Makan Sendiri dan Imajinasi
Makan sendirian sudah ada di kamusku sejak memutuskan untuk berkuliah di luar kota. Aku tak pernah merasa janggal atau kesepian selama bersantap sendirian di luar. Aku bisa memilih menu sesuai suasana hatiku, melamun sesukaku, dan memutuskan datang atau pergi kapan saja.
Aku suka makan di luar bersama kawan dan keluarga. Tapi aku juga tak keberatan untuk bersantap sendirian.
Dulu waktu kuliah, aku lumayan sering memasak sendiri. Tapi ada kalanya aku malas dan ingin sekalian bersantai sejenak dengan bersantap di luar. Ketika kawan tak ada yang menemani, aku tak masalah. Aku juga tak masalah makan di tempat, tak membungkusnya untuk makan di kosan.

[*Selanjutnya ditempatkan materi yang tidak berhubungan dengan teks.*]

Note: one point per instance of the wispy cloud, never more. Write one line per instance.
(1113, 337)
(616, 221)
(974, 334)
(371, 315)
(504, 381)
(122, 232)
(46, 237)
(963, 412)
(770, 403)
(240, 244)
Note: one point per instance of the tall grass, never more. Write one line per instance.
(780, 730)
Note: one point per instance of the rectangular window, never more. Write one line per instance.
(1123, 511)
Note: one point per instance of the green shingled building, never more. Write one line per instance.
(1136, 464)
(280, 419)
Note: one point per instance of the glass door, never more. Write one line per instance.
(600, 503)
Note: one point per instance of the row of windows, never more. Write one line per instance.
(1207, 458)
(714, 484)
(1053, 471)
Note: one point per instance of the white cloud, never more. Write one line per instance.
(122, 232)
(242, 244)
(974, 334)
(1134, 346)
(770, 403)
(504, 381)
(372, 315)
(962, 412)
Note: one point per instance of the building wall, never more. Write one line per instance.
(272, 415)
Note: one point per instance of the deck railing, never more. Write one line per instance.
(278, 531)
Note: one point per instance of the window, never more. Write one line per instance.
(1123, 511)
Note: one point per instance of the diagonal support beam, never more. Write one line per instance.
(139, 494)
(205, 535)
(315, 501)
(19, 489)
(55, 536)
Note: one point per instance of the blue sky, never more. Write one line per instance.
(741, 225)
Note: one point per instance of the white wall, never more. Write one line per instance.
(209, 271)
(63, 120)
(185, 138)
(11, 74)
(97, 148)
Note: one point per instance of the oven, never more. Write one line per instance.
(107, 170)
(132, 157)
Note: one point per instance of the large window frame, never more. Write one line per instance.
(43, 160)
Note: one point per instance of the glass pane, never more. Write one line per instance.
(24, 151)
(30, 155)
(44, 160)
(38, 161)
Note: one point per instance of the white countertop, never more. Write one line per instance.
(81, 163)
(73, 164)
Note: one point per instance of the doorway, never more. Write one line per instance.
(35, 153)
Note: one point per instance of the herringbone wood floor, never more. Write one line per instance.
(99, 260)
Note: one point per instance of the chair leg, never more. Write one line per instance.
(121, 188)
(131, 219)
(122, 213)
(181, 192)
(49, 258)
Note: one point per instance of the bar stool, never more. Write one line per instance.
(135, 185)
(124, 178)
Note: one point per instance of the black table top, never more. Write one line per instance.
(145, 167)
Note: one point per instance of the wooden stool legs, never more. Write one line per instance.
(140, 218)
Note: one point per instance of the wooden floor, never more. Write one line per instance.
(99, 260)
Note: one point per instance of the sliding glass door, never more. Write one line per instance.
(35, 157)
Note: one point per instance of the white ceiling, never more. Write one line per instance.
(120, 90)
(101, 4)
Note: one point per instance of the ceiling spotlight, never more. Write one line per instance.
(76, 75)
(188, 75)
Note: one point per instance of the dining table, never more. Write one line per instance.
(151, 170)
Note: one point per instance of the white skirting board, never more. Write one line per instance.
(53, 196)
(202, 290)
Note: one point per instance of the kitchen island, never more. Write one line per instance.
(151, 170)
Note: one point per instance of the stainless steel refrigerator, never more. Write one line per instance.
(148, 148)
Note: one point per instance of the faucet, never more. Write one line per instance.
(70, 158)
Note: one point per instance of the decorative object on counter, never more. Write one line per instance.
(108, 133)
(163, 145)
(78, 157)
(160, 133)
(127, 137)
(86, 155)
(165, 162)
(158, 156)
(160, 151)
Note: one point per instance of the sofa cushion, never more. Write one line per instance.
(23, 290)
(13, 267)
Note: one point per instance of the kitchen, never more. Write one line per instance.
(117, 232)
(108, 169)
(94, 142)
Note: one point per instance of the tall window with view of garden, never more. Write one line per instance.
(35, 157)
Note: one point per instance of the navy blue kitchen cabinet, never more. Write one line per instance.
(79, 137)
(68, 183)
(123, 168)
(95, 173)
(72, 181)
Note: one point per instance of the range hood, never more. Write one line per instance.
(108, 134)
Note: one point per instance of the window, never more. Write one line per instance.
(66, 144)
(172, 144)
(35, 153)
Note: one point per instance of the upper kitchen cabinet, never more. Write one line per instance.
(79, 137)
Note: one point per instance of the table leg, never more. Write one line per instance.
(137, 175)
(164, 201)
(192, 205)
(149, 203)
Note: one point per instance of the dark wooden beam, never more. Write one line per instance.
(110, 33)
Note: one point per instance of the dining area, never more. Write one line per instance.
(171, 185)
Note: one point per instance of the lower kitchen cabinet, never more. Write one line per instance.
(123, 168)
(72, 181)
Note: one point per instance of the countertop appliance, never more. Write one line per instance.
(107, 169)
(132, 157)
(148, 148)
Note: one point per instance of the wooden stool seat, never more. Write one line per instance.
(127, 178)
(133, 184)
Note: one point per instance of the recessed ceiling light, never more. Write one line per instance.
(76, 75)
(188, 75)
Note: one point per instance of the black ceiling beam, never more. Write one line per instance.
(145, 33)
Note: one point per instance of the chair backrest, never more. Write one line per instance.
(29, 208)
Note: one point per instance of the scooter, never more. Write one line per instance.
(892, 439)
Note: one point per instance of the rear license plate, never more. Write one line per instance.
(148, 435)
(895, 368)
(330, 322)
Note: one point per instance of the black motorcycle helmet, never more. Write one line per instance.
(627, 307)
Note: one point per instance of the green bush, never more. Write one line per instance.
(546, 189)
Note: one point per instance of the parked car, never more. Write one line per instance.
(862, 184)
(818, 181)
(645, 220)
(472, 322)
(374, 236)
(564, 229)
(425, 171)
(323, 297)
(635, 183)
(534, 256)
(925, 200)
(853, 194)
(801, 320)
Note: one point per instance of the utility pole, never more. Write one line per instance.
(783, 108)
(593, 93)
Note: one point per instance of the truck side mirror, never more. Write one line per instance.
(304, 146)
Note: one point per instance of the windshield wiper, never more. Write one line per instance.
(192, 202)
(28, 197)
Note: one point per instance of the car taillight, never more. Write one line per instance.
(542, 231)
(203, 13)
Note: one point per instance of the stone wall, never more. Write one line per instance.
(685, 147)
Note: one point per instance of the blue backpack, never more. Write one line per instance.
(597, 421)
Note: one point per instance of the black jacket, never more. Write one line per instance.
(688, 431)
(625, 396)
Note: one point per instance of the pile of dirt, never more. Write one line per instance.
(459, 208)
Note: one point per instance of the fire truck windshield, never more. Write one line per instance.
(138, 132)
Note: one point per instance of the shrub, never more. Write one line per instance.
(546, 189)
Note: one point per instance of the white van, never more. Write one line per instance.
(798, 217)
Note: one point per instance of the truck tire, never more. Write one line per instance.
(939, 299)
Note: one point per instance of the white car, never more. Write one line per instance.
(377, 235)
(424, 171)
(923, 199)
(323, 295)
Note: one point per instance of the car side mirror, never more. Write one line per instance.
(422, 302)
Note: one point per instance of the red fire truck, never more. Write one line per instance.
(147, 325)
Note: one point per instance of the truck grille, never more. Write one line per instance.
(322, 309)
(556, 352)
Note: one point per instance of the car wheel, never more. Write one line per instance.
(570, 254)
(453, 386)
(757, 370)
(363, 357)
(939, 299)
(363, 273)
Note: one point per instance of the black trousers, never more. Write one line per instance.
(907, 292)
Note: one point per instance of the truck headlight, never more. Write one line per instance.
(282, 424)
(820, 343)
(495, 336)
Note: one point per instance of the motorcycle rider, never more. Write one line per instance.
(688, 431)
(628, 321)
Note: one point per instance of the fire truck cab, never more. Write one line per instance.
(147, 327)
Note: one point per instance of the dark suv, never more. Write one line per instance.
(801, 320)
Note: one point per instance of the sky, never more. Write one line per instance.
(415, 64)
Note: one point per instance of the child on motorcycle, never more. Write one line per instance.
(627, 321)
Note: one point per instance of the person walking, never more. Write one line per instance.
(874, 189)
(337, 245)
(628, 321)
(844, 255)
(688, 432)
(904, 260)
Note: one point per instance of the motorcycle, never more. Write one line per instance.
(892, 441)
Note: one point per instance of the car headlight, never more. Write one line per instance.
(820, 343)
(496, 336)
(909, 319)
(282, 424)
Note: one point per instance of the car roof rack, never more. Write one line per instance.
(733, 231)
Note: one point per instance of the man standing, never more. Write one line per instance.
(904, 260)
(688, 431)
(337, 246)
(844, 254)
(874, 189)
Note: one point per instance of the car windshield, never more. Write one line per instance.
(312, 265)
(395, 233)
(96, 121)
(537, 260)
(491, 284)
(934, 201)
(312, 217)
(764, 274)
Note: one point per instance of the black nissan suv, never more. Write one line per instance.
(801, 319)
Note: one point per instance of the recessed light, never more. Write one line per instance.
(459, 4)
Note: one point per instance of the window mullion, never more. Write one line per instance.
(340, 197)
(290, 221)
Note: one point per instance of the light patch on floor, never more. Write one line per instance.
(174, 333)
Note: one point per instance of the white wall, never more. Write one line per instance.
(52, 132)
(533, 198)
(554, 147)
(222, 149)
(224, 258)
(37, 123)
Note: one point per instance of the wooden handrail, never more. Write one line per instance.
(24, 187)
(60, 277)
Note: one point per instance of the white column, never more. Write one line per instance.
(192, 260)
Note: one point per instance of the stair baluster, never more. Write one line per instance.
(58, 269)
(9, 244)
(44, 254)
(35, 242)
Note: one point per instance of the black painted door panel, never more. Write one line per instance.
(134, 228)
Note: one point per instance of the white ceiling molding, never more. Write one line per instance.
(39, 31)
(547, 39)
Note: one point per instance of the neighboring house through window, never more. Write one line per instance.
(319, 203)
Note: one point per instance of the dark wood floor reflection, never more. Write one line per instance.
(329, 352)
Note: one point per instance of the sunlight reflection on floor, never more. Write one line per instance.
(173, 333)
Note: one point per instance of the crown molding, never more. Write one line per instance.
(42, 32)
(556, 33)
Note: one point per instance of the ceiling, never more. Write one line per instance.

Sejak dulu aku menyukai kopi hitam yang tak terlalu manis. Ada warung sederhana yang dulu suka kusinggahi, dengan menu makanan murah meriah dan mereka juga menyediakan kopi. Tidak, warung makannya tidak estetik.
Tempat makan itu sangat biasa, tapi aku menyukai masakannya yang membuatku teringat pada rumah. Aku tak peduli tatapan mahasiswa melihatku makan sendirian dan menyeruput kopi. Saat itu minum kopi belum ngetren sehingga bukan pemandangan biasa seorang perempuan menyeruput kopi hitam di sebuah warung makan.
Kebiasaan makan sendirian ini terbawa hingga aku dewasa. Ketika aku malas masak dan di rumah sendirian, ada kalanya aku memilih jalan kaki dan kemudian bersantap di kedai yang menarik perhatian.
Aku duduk di sana, asyik memperhatikan menu. Lalu kupilih menu yang jarang kusantap atau belum pernah kucoba di tempat makan tersebut. Mencobai makanan baru itu bagiku seperti menambah pengalaman baru.
Saat-saat makan sendirian ada kalanya membuat otakku bekerja lebih kreatif. Imajinasi bertaburan menunggu untuk kupilih. Kubayangkan kedai makan ajaib. Benakku berseliweran tentang masakan yang membuat awet muda dengan resep yang ajaib.
Ketika menyantap cumi saus tiram, aku perhatikan aneka bahan yang ada di piring saji. Semua bahan itu kukenali. Suatu ketika aku akan mereplikasi menu ini.
Lalu anganku membumbung tinggi. Bagaimana jika begini apa yang akan terjadi?!
Aku nyaman-nyaman saja makan seorang diri. Kupesan makanan yang unik. Aku siap memanen imajinasi.